Elections in Catalonia on May 12th. The setback that the minority Catalan government has received this Wednesday as its draft budget was not even admitted for hearing by Parliament has been the last straw, prompting the early election that the president, Pere Aragonès, had put aside several times since October 2022 when his government was left with the support of only the 33 deputies of his own party, the Catalan Republican Left (ERC) in the 135-seat chamber. After Parliament threw out the government's proposed accounts, Aragonès called an extraordinary meeting of the Catalan cabinet to inform his ministers that the legislature has reached its end. Immediately afterwards, he made a media appearance without questions in which he announced the date of the elections.
The "red lines" set down by other parties in the house, said Aragonès, along with "the blockade between one party and another" are responsible for "the budget with the most resources being rejected", and thus the president of the ERC government blamed the opposition groups for the failure of the accounts bill to get a hearing. He argued that "in the face of the irresponsibility of the political groups that today have rejected the budgets, the country needs responsibility".

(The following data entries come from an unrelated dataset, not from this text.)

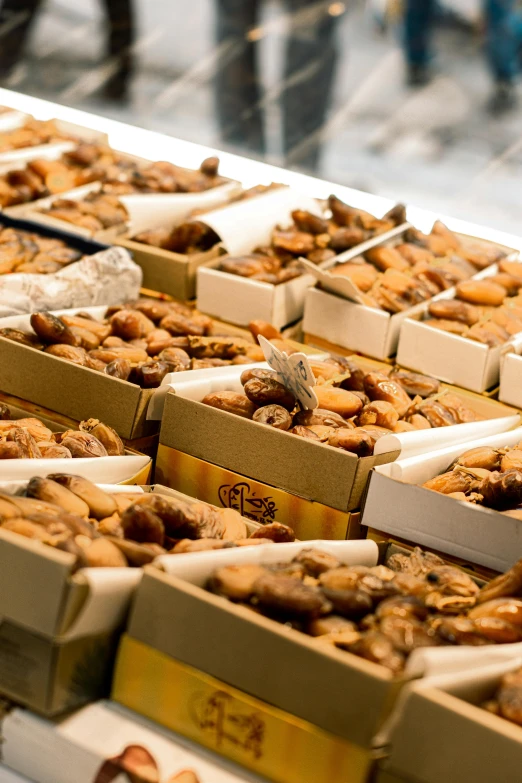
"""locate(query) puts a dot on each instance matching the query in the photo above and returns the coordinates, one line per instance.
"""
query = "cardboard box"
(397, 505)
(369, 330)
(134, 468)
(226, 459)
(510, 390)
(213, 692)
(100, 743)
(49, 677)
(442, 734)
(450, 357)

The failure of the budget to enter parliament has been the precipitant, but it has not been the only element weighing on the decision. One major issue on the table has been Catalonia's persistent drought, which will force the government to tighten restrictions; the difficulties that former ally Together for Catalona (Junts) finds itself in, without having any designated candidate; the difficulties, also, that the Catalan Socialist (PSC) candidate, Salvador Illa, has to face, amidst the Spanish Socialist's crisis over the Koldo case just at the moment when the polls seemed to be smiling at them. All of these aspects would have been factors in the snap election call, with the second half of the year already occupied by an electoral date, the European elections on June 9th.
The campaign begins
In the very speech which Aragonès used to announce the snap election, he has begun his campaign. In the six minutes of his address, he first attributed to the opposition the responsibility for not being able to move the budget forward, and then went on to assert that Catalonia has two "country projects": a conformist vision anchored in the past that feels comfortable with "dependency on the government of the Spanish state" - referring to the Catalan Socialists, and another, which he asserted that he backs, "fully republican, which sees the future with ambition and the unequivocal horizon of freely deciding the future as a people".

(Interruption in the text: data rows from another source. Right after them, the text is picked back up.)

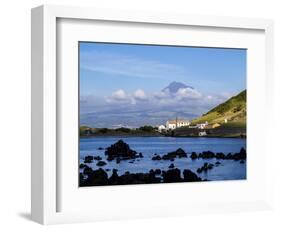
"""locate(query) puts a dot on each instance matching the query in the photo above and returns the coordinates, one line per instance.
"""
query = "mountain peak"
(174, 86)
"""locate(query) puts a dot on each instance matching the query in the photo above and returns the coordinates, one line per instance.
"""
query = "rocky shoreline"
(121, 151)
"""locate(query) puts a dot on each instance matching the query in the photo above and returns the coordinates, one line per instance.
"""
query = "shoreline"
(128, 136)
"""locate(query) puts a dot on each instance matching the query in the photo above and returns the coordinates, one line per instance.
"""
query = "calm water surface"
(228, 170)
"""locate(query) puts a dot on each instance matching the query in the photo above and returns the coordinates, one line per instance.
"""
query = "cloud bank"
(137, 108)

"Since the beginning of my presidency, my commitment and my actions have been aimed at finding solutions wherever there were problems", Aragonès said, assuring that today there are more doctors, more health workers, more police than ever, after his government had taken charge in May 2021 - with Junts in pro-independence coalition for the first 15 months after elections that February. Aragonès admitted that his goal was to see the legislature through to its four-year conclusion and that Catalonia deserved an entire legislature, but he concluded that now is the time to "look forward".